Monday, April 06, 2015

не дневник, а жалобная книга/ Yuriy Nagibin, diary, 1979-1981

1979

Михайловский дворец и сквер с пляшущим Пушкиным. Набоков говорил, что аникушинский Пушкин пробует пальцами, моросит ли мелкий петербургский дождик.

На обхудалом лице, обросшем совсем седой и редкой бородой, таращились старые выцветшие жалобные глаза.

Очень точно он рассказывал о состоянии Пушкина в последний год его жизни. Пушкин прожил не одну, а десять, двадцать жизней; по самому скупому счету каждый его год следует считать за два. Уходил из жизни очень старый, безмерно усталый, задерганный и запутавшийся человек. Он был должен сто тысяч рублей, отдать такую сумму он, конечно, не мог. «Пушкин хотел дуэли. Смерть развязывала все узлы. А насчет интриг двора, травли — всё это неимоверно преувеличенно. При дворе все интриговали против всех, и никто не делал из этого трагедии». И далее: «Он запечатывал жену. Она все годы их короткой жизни была беременной или рожала. Она бы и рада, да не могла ему изменить. Но и себя он запечатывал, хотя не столь прочно. Известно, какую роль играли бардаки в его жизни, а он наложил на них запрет. Отыгралось это тяжкое самоограничение романом с сестрой жены».

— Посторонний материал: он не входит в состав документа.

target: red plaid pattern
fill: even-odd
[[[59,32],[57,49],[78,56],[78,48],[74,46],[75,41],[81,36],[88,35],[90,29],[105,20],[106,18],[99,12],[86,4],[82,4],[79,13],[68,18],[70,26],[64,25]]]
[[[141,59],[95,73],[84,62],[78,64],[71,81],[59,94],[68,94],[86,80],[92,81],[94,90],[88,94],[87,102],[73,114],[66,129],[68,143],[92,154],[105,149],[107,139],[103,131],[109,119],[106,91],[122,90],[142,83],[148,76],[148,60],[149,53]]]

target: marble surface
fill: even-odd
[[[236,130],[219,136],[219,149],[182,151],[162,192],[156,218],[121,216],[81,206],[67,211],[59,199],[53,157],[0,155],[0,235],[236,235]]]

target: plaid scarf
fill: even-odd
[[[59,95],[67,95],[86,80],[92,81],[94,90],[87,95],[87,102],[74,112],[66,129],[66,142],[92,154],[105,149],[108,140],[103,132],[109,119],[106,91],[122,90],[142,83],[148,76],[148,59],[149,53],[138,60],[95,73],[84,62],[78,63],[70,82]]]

Некрасивая история с И. С. Козловским. Его больше не приглашают на пушкинские празднества за то, что он спел «Богородице Дево, радуйся» в Святогорском монастыре. Гейченко резонно сказал на бюро обкома: коль не возбраняется петь «Аве, Мария», то почему нельзя петь это по-русски? Присутствующие не поняли, что он имеет в виду, и великого певца забраковали. Восьмидесятилетний Козловский вкладывал душу в пушкинские торжества, пел перед многотысячной толпой, пел с детским хором, вносил артистизм в паскудное действо, был на редкость трогателен в своем энтузиазме. И ему дали под зад коленом. До чего же не уважают власти своих граждан, даже самых заслуженных, признанных. Одна промашка — мнимая к тому же! — и всё насмарку: многолетняя служба, преданность, блеск таланта. Зато себе прощают абсолютно всё: бездарность, некомпетентность, невежество, алчность, пьянство, аморальность.

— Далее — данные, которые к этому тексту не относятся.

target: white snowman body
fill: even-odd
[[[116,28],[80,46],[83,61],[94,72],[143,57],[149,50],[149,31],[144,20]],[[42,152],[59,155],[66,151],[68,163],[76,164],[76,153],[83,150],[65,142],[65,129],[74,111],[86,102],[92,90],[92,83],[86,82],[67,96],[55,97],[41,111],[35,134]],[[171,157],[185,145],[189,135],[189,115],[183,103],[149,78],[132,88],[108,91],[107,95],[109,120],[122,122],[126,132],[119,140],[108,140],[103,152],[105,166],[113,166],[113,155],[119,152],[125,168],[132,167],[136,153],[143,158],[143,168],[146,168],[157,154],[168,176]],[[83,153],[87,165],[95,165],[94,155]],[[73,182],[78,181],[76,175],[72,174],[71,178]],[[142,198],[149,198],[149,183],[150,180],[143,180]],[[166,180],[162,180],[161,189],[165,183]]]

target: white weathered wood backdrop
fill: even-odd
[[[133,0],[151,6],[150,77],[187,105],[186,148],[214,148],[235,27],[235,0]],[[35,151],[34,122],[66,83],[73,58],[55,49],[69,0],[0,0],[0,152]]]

Были в Печерском монастыре. Настоятель отец Гавриил нас не принял, хотя мы передали ему письмо от Гейченко. В монастыре противно: шизофренические слюнявые монахи, какие-то бабы разного возраста и назначения. Настоятеля, кстати, тоже обслуживает нестарая баба. Великолепные клумбы, дивные розарии, но всё слишком пестро, не строго, не чинно; Богом тут не пахнет. Царит мирская суета, какая-то смесь из обмана, КГБ и психической неполноценности.

Другое дело, если сами подожгли, чтобы навсегда закрыть гостиницы для «посторонних». Это вполне допустимо — типичная сталинская уловка.
[...] К запретным территориям присоединились гостиницы и рестораны при них. Осталось ввести пропуска в общественные уборные, и будет достигнут идеал самого свободного общества в мире.

Малеевка — это наука страсти нежной, первое чувство ревности, это молодые мама и Я. С., это Оська во всем блеске, и странно — ничто не шелохнулось во мне. Возможно, оттого, что место очень изменилось: всё застроено, заселено, загажено, исхожено, измызгано, и усталая душа промолчала.

Умер бедный Арнштам, о чем я узнал с запозданием, его жаль. Плохо распорядился он своей старостью. Галя Водяницкая, корыстная и до мозга костей эгоистичная, не была ему ни женой, ни другом, ни защитой, ни сиделкой. Он уходил в холоде и пустоте.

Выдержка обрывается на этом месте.